The value of x = 100  ft^3/ day

Step-by-step explanation:

We need to look at what amount of water comes in and what amount of water leaves

What comes in:  x ft^3/ day

What leaves : 500x ft^3/ day

We start with 146 000 ft^3

Water in tank = what we start with + what comes in - what leaves

water in tank = 146000 + x*d - 500*d  where d is the number of days

After 365 days , the tank has 0 ft^3 of water

0  = 146000 + x*365 - 500*365

Multiply

0 = 146000 + 365x - 182500

Combine like terms

0 = -36500+365x

Add 36500 to each side

36500 = 36500-36500+365x

36500 = 365x

Divide by 365

36500/365 = 365x/365

100=x

The value of x = 100


samuelzheng8533

First, find the amount of water in cubic feet that the well removes in one year:

500 ft3 per day × 365 days per year = 182,500 ft3 per year.

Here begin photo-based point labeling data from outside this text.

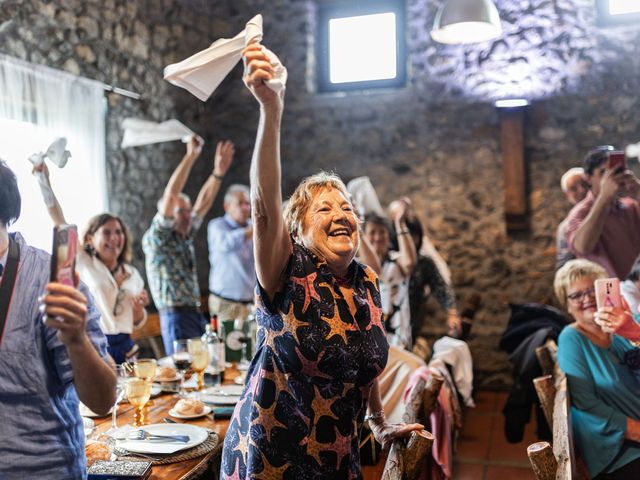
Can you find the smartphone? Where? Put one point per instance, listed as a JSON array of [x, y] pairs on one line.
[[617, 161], [608, 292], [63, 254], [119, 470]]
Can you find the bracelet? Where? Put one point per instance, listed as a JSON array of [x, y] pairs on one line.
[[375, 415]]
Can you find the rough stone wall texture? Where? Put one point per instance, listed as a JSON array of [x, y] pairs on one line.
[[437, 140]]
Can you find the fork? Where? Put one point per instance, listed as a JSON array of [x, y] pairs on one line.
[[144, 435]]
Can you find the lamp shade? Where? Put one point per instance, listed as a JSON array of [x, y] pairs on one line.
[[466, 21]]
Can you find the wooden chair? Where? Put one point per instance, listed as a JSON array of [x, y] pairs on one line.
[[557, 462], [150, 332]]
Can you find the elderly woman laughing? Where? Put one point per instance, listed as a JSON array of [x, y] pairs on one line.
[[321, 342]]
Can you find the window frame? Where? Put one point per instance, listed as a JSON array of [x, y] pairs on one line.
[[329, 11], [606, 19]]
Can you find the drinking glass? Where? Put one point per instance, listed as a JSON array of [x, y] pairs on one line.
[[138, 394], [121, 378], [182, 361], [145, 368], [242, 328], [199, 358]]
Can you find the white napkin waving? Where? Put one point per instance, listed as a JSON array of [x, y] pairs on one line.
[[200, 74], [58, 154], [139, 132], [633, 150], [364, 196]]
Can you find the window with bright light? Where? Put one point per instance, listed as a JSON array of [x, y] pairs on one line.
[[361, 46], [615, 12], [80, 196]]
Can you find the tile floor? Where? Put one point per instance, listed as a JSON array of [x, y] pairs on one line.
[[483, 452]]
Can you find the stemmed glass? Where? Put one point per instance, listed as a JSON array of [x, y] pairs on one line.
[[244, 338], [138, 393], [182, 360], [145, 368], [200, 358], [121, 378]]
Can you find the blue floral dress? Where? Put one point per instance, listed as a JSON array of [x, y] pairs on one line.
[[306, 393]]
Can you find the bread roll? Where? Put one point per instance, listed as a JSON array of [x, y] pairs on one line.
[[189, 406]]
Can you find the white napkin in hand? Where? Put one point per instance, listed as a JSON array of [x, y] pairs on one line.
[[143, 132], [59, 155], [201, 73], [633, 150]]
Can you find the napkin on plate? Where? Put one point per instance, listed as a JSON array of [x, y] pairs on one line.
[[200, 74], [139, 132]]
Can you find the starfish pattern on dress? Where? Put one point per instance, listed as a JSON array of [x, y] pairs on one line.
[[309, 289], [337, 326]]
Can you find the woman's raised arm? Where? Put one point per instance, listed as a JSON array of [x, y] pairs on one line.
[[272, 243]]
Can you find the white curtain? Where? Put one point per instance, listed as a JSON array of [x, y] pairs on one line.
[[37, 105]]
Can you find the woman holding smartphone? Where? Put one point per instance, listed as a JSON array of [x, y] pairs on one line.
[[102, 261], [602, 374]]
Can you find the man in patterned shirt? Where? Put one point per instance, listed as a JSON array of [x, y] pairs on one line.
[[168, 246]]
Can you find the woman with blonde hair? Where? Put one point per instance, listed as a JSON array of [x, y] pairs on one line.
[[602, 374], [103, 263], [321, 342]]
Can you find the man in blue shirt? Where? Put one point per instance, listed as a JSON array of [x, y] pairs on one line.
[[232, 276], [52, 354]]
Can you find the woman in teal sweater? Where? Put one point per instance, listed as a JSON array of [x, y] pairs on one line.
[[602, 377]]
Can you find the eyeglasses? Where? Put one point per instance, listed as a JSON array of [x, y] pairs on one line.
[[117, 307], [577, 297]]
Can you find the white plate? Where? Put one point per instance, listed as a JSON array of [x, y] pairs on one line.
[[222, 394], [197, 435], [156, 390], [206, 411]]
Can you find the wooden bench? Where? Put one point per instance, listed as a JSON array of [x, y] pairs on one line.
[[405, 460], [557, 462]]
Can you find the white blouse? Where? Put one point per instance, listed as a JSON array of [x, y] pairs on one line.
[[394, 295], [113, 302]]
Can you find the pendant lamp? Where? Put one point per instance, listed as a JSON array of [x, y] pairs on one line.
[[466, 21]]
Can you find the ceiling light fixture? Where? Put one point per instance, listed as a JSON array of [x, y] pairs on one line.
[[466, 21]]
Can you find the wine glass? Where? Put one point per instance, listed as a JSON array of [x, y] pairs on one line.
[[145, 368], [199, 358], [138, 394], [242, 327], [182, 360], [121, 382]]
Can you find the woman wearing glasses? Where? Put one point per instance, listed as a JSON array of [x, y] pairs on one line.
[[103, 264], [603, 376]]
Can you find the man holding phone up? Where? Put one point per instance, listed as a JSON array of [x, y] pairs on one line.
[[605, 226], [52, 354]]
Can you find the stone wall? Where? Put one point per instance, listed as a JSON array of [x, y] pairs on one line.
[[437, 140]]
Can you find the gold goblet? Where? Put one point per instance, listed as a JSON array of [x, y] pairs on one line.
[[199, 358], [138, 393], [145, 368]]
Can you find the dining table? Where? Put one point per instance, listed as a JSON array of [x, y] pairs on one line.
[[157, 411]]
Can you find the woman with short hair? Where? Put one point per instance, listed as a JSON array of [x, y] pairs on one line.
[[602, 375], [321, 342], [103, 262]]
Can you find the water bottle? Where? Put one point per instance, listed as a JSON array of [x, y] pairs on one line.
[[215, 347]]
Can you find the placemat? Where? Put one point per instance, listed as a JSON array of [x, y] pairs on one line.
[[210, 444]]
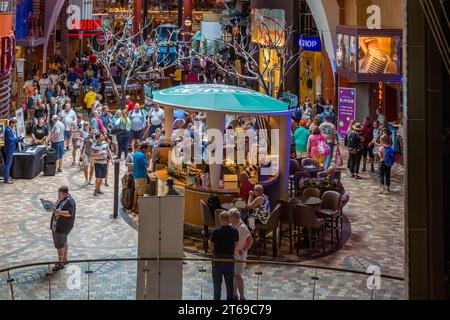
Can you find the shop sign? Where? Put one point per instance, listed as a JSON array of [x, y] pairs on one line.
[[307, 43], [346, 109], [7, 54]]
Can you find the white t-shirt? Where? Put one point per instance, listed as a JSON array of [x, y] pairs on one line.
[[157, 117], [58, 129], [68, 118], [244, 233], [44, 84]]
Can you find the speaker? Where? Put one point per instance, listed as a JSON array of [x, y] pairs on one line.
[[49, 169], [50, 157]]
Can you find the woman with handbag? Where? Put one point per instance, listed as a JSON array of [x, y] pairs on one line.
[[122, 129], [318, 147]]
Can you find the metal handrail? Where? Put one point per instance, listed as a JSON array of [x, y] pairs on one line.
[[254, 262]]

More water exits the aquifer in a year than it can hold at any given time. So, we know that some water enters the aquifer to make up the difference.

182,500 ft3 lost to well – 146,000 ft3 stored in aquifer = 36,500 ft3 added per year.

One year is the same as 365 days, so

Therefore, x = 100 cubic feet of water per day.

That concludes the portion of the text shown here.